Shared cache is always cleaned on script reload

Currently I play a bit with the shared cache and I observed a strange behavior.

the following python code should increase the counter with every script file reload

from scope import cache

value = cache.sharedCache.get("test")
if value is None:
    value = 0
print(value)
cache.sharedCache.put("test", value + 1)

after each reload it just prints 0… always.

My first guess was that it has something to do with my python binding. So I tried the same with javascript

value = cache.shared.get('test');
if( value == null ) value = 0;
console.log(value);
cache.shared.put('test', value + 1);

with the same result… It always prints 0

next guess was that it has something to do with my openhab 5.1 Installation, so I created a small test setup with a clean openhab 5.2-snapshot docker container… but with the same result.

the only scenario where I got it always working was, when python and javascript was activated at the same time. Then it was working as expected.

has anyone an idea?

Somewhere I read that the cache is cleared if you reload your file and there is no other rule use this cache.

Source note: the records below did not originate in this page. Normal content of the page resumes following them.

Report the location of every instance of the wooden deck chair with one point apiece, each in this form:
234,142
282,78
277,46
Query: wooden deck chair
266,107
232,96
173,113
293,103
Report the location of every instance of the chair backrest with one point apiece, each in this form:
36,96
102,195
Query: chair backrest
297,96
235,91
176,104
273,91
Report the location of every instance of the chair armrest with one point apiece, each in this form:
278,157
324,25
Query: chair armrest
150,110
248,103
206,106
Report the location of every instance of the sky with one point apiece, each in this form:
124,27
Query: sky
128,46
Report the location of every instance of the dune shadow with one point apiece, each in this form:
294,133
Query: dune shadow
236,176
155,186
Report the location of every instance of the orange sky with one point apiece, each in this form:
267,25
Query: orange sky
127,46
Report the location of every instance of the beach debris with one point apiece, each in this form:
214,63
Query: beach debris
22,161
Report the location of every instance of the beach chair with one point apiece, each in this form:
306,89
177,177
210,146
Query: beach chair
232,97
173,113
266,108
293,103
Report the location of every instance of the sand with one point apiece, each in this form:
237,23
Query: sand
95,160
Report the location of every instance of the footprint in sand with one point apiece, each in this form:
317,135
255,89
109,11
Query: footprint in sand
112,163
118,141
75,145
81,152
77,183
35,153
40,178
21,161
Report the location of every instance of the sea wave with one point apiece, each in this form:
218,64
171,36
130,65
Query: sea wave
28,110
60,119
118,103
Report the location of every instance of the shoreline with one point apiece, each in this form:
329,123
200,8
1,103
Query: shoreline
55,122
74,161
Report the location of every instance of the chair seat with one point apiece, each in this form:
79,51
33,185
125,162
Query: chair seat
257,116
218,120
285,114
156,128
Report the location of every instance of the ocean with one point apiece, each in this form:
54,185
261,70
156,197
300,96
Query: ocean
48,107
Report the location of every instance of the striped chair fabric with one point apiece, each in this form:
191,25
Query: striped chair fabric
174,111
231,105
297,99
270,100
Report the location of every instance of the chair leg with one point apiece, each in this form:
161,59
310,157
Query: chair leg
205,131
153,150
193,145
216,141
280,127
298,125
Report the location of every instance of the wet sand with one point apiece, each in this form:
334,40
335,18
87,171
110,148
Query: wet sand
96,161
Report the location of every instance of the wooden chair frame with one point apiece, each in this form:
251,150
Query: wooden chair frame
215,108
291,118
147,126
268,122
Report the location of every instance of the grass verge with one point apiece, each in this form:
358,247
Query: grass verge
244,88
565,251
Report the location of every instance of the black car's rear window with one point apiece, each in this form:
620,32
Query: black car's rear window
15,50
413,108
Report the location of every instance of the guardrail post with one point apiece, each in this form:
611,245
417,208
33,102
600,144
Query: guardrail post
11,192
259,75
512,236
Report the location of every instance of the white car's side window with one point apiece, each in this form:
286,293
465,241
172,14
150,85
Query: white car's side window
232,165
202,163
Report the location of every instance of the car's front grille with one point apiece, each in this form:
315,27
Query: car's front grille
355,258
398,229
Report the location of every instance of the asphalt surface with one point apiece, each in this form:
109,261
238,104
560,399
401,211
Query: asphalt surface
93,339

So if you use the cache in more than one file the cache is stored. If the cache is used only in one file it gets cleared after you reload the file.

I know @rlkoshak knows more. :wink:

Greets

@Baschtlwaschtl is correct. The shared cache keeps track of which rules reference a value stored in it. When no rules are left referencing a value the cache cleans it up by removing it.

Since you only have the one rule using this value “test”, when the file is reloaded the old rule gets removed, no more rules are referencing “test” so the cache removes it. When the rule is reloaded it sees no value is stored in “test” so it initializes it with 0.

As @Baschtlwaschtl points out, if “test” is accessed by more than one rule from different files, the value will be preserved because there will be at least one rule still active referencing the value. You’d have to unload both rules at the same time for the cache cleanup to kick in and delete the value.

Note, this cleanup does more than just set the value to null. If it’s a timer, the cleanup will cancel the timer before setting the cache entry to null so you won’t end up with orphaned timers hanging around.